MEMORIES AND INFORMATION - WARWICKSHIRE, CASTLE BROMWICH
  
THE SPITFIRE FACTORY
and
EDWARD JOHNSON

This is a page within the STAFFORDSHIRE HOME GUARD website. To see full contents, go to SITE MAP.

The "Nuffield Spitfire Factory" was
built shortly before the outbreak of war on land adjacent to Castle Bromwich airfield.

This vast complex, funded by the Government and dedicated to the production of the Supermarine Spitfire, was initially under the control of the Morris Motors Ltd company of Lord Nuffield (William Morris). After a disagreement between him and Lord Beaverbrook in the middle of 1940 its management passed into the hands of Vickers-Armstrongs who had taken over the Supermarine Company in 1936. Throughout its life it manufactured a total of almost 12,000 Spitfires, about three-fifths of the country's total production. The first was delivered on 17th June 1940, just days after the Dunkirk evacuation when the country was coming under its greatest threat.

Later in the war the factory also produced Lancasters of which the first of the initial production batch of 200, s/no. HK 535, is shown to the right in autumn 1943.
(See below for its eventual history;
and f
or an expanded version of this image, click here)

 

Edward M. Johnson, a member of the pre-war Territorial Army where he is seen below in 1937, joined this company in 1939 as a tool setter. He lived in Hawthorn Road, Castle Bromwich after his marriage in 1940. He had his call up papers in that year but was advised that his work was essential to the national war effort and he could not be released. By 1942 he was a machine shop chargehand. In the 1943 photograph of the almost finished Lancaster shown above, he is to be seen in the middle row, fourth from the left. In 1943 again, he was involved in the shooting of scenes within the factory for the film Millions like Us - an activity which he regarded as too diversionary for the important work which was going on. In the same year Winston Churchill visited the factory - did Edward witness that historic moment too?
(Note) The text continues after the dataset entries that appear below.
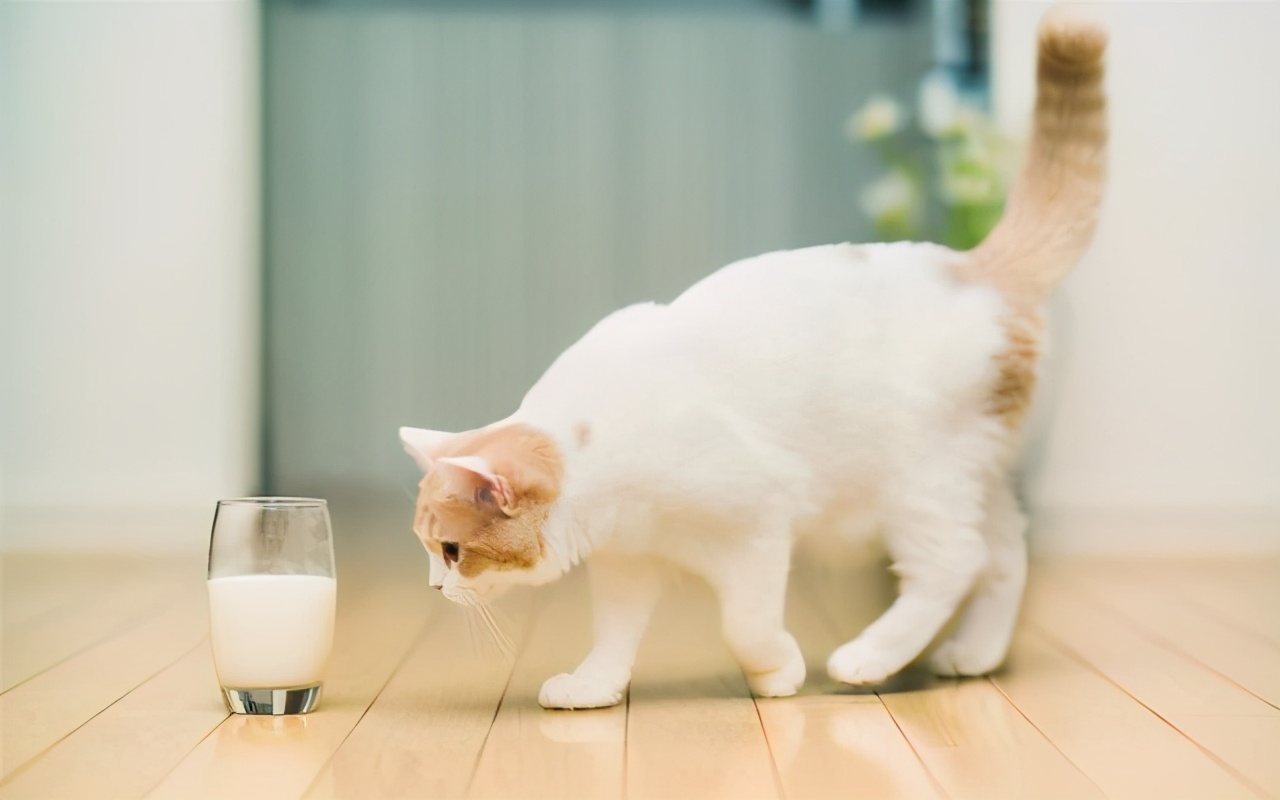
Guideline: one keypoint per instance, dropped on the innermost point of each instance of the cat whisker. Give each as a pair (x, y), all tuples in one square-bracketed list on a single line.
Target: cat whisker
[(506, 647)]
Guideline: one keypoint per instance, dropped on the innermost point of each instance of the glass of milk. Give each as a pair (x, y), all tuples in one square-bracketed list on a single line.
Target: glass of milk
[(272, 594)]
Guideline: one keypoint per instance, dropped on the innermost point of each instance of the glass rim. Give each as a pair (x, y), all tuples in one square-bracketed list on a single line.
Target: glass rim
[(275, 502)]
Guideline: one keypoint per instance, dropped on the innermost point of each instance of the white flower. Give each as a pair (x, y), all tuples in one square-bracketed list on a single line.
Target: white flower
[(880, 117), (938, 105), (892, 195)]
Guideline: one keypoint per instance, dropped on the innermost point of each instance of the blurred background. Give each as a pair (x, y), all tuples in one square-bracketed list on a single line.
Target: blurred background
[(243, 242)]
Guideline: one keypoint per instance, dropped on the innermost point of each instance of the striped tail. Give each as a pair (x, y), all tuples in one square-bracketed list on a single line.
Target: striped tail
[(1054, 206)]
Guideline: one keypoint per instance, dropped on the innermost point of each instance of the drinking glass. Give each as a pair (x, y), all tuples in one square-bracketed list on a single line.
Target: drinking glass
[(272, 595)]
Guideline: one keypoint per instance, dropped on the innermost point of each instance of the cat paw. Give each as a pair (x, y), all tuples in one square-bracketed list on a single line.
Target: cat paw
[(572, 691), (858, 664), (955, 658), (781, 682)]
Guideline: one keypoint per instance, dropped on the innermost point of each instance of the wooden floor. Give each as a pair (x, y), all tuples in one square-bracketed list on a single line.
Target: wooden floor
[(1128, 680)]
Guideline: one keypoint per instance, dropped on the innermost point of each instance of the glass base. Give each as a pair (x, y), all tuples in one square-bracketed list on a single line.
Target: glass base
[(275, 702)]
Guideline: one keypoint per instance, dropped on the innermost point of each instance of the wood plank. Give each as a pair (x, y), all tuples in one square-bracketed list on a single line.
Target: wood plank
[(1216, 713), (423, 735), (693, 728), (531, 753), (1242, 593), (978, 745), (1097, 725), (830, 741), (1160, 676), (46, 708), (968, 735), (379, 616), (1249, 661), (114, 595), (128, 748)]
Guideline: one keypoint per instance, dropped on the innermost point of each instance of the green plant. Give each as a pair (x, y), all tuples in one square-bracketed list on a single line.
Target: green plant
[(963, 158)]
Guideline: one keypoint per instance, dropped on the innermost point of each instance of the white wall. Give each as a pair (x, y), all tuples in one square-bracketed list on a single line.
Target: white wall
[(129, 246), (1166, 379)]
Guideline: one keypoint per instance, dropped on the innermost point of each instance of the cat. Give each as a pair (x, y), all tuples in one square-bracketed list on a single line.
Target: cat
[(836, 391)]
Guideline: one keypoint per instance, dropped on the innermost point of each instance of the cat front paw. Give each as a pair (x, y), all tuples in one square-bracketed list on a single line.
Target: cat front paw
[(859, 664), (781, 682), (961, 658), (574, 691)]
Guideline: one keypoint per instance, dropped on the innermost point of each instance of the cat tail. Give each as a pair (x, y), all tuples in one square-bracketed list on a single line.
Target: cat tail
[(1054, 205)]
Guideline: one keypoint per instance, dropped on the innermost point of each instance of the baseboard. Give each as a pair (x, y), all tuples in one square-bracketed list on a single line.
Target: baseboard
[(168, 530), (1155, 533)]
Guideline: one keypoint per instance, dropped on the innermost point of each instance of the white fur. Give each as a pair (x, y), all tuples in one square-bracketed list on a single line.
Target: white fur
[(833, 391)]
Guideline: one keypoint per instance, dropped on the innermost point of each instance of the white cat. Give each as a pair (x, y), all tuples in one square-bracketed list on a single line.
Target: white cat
[(839, 391)]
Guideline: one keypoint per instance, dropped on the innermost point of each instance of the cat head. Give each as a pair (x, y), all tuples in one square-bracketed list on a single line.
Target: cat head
[(481, 506)]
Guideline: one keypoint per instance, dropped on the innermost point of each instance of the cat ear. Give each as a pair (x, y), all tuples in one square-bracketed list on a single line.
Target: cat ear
[(420, 443), (471, 478)]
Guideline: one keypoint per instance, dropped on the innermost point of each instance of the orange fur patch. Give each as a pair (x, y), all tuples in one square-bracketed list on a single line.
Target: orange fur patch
[(488, 538), (1014, 388)]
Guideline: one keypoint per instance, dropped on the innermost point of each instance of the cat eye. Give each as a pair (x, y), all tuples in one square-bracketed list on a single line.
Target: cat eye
[(451, 552)]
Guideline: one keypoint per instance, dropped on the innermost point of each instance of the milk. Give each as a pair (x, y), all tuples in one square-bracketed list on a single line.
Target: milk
[(272, 631)]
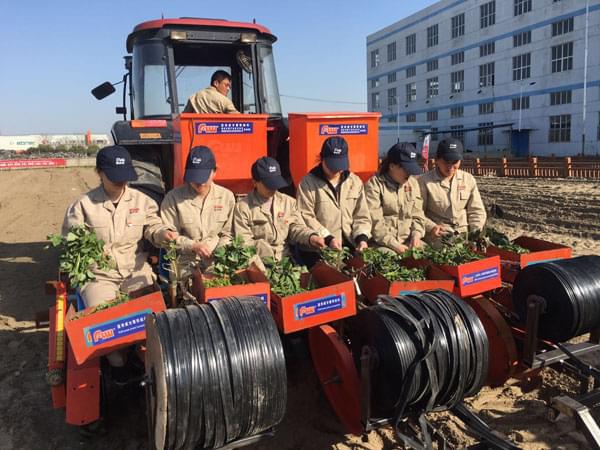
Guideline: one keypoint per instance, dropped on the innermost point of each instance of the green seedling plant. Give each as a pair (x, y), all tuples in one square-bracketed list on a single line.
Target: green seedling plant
[(81, 253), (284, 276), (389, 265)]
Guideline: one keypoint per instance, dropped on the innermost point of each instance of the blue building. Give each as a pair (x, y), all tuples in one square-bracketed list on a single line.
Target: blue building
[(501, 75)]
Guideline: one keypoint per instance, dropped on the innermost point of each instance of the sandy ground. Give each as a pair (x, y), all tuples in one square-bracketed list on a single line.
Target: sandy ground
[(32, 204)]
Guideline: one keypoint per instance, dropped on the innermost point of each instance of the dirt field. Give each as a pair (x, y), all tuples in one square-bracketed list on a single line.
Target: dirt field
[(32, 204)]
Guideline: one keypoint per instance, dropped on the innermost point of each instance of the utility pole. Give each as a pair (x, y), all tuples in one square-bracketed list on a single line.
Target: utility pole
[(585, 53)]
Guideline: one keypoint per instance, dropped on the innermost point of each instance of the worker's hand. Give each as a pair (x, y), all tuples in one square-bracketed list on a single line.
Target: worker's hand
[(335, 244), (439, 230), (168, 235), (401, 249), (361, 246), (201, 250), (317, 241), (416, 242)]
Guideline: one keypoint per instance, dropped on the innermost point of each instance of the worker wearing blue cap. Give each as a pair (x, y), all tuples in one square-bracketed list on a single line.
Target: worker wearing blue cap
[(269, 219), (200, 210), (331, 200), (395, 202), (122, 217)]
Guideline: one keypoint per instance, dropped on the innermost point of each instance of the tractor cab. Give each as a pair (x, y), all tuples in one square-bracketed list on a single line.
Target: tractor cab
[(168, 61)]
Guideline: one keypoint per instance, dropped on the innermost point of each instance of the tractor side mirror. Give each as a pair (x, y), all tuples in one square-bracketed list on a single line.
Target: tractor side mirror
[(103, 90)]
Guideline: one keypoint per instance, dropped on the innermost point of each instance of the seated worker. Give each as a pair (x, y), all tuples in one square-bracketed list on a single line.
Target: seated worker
[(395, 202), (122, 217), (213, 99), (269, 219), (451, 200), (200, 210), (331, 200)]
Edward Johnson of course joined the Home Guard. The factory had its own significant unit which was part of the 52nd Warwickshire (Birmingham) Battalion. A picture of Edward survives in a Home Guard group photograph. Here he is, fourth row back, fifth from the right:

(For an expanded version of this image, click here)

This group photograph has been the subject of much debate amongst Home Guard experts who have considered details of dress and insignia. The consensus of opinion is that it dates from 1943 or 1944, that it shows members of the 52nd Warwickshire (Birmingham) Battalion and that some of these members are in anti-aircraft units. It may well represent a picture of the Spitfire factory unit itself although this cannot yet be confirmed. What is certain is that it shows Edward Johnson himself, and he was a member of the works unit. (To see a detailed discussion about the picture go to this thread in the WWII Reenactment Group Forum).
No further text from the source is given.